Brazilian President Dilma Rousseff, leader of the Workers’ Party, was evidently stunned last year by something similar, though on a smaller scale – violent street demonstrations sparked by dissatisfaction with bus services.
This is not to say that such upheavals have all or entirely been reverse class revolutions in the sense of pitting middle-class demonstrators against working-class incumbent regimes.
The 2011 revolutions that toppled Hosni Mubarak in Egypt and Zine El Abidine Ben Ali in Tunisia were also largely led by the middle class. But their targets were simply autocratic and extremely corrupt regimes, themselves supported by crony capitalists.
And this is a thread that runs through all of the middle-class revolutions.
Rousseff’s unionist supporters believe the Brazilian protests were largely a backlash against the successful pro-poor policies instituted by her predecessor, Lula da Silva, and continued by herself, which have made a dramatic impact on inequality (and are envied by many South African leftists).
But Fukuyama contends that the Brazilian protesters were largely just venting their spleen at a government that they believed had been sucked into the same corrupt ways of all governments.
Fukuyama has been criticised by some commentators for bending the definition of middle class too much to make his point.
Such commentators note that an income of $10 (R107) a day is hardly middle class, and that in all these popular uprisings, workers have also been a decisive component.
In fact, Fukuyama concedes that point – as he concedes that the middle class has been at the forefront of most revolutions.
And he in fact goes on to say that unless the middle class has been able to broaden the revolution to include the workers and others, it has been likely to fail.
He points to Egypt as a typical example in which the middle-class, liberal-led revolution that toppled Mubarak then lost its way and allowed the Muslim Brotherhood to seize the initiative.
That of course lead to another mass protest and to the toppling of the Brotherhood’s Mohamed Mursi, although whether that was a people’s revolution or a counter-coup to restore military government is a moot point.

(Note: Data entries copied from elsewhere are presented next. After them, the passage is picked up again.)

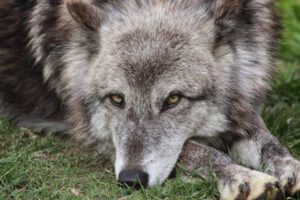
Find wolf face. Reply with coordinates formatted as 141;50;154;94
65;2;227;186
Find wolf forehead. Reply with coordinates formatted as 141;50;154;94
91;20;215;95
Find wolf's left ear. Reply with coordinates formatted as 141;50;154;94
65;0;104;31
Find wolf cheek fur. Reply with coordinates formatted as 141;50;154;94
0;0;300;199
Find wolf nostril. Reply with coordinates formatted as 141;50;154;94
118;169;149;189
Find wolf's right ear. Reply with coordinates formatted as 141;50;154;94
65;0;104;31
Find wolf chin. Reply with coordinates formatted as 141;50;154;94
0;0;300;199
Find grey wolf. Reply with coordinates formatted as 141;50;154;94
0;0;300;199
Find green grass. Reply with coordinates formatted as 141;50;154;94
0;0;300;200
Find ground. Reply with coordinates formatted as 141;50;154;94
0;0;300;200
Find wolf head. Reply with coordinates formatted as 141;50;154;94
65;0;276;186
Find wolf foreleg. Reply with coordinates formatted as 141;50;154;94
230;117;300;195
180;141;284;200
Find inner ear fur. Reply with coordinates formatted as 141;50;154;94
66;0;104;31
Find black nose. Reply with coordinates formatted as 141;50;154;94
118;169;149;189
168;167;176;179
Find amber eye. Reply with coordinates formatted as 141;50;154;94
163;94;182;110
167;95;180;105
109;94;124;107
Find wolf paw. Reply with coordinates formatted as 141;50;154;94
219;167;284;200
267;158;300;196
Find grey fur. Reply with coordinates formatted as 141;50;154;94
0;0;300;199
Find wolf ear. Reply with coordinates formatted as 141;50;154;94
66;0;104;31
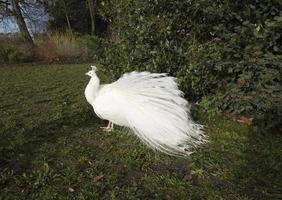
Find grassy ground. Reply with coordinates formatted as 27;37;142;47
0;65;282;200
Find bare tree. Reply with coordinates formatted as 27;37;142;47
0;0;34;48
87;0;97;35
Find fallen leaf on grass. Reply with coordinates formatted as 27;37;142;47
92;175;104;182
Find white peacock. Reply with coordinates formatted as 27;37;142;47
85;66;207;156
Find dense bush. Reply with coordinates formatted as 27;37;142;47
93;0;282;133
0;45;20;63
36;32;84;62
0;33;33;64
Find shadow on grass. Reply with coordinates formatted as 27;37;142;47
0;110;99;173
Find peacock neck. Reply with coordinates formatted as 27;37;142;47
85;75;100;104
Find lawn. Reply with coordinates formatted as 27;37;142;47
0;65;282;200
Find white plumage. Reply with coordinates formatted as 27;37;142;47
85;66;207;155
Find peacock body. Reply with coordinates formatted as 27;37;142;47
85;67;207;155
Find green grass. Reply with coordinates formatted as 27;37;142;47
0;65;282;200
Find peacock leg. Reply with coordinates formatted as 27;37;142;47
100;121;114;132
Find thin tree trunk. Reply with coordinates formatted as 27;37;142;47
11;0;34;48
62;0;72;35
87;0;97;35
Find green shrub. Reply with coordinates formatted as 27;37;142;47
36;32;83;62
93;0;282;130
0;45;21;63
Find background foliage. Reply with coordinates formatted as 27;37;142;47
91;0;282;131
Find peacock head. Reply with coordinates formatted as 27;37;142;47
86;65;97;77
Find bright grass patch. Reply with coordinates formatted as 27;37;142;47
0;65;282;200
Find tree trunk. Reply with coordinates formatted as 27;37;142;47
11;0;34;48
87;0;97;35
62;0;72;35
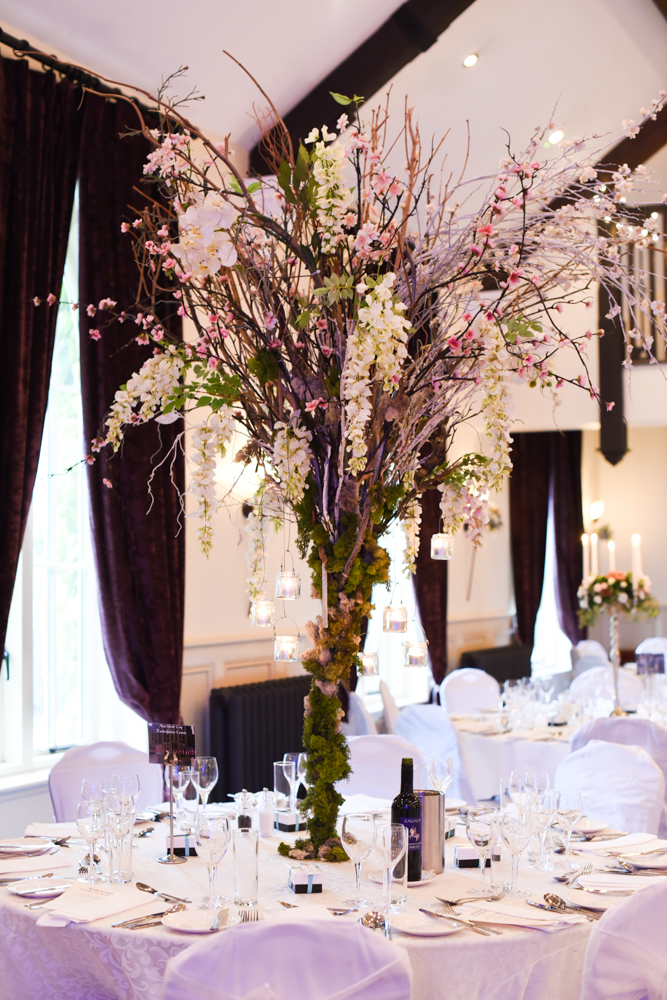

Fukuyama sees danger for the Chinese Communist Party as its economic reforms create a burgeoning middle class.
Perhaps Africa’s growing middle class will also flex its muscles before too long.
The ANC is no doubt also conscious of the irony that its pro-poor policies are creating a growing middle class that is often inclined to vote DA.
But the ruling party need not fear a blue revolution just yet.
The DA supporters marching on Luthuli House backed off when the first stone was thrown.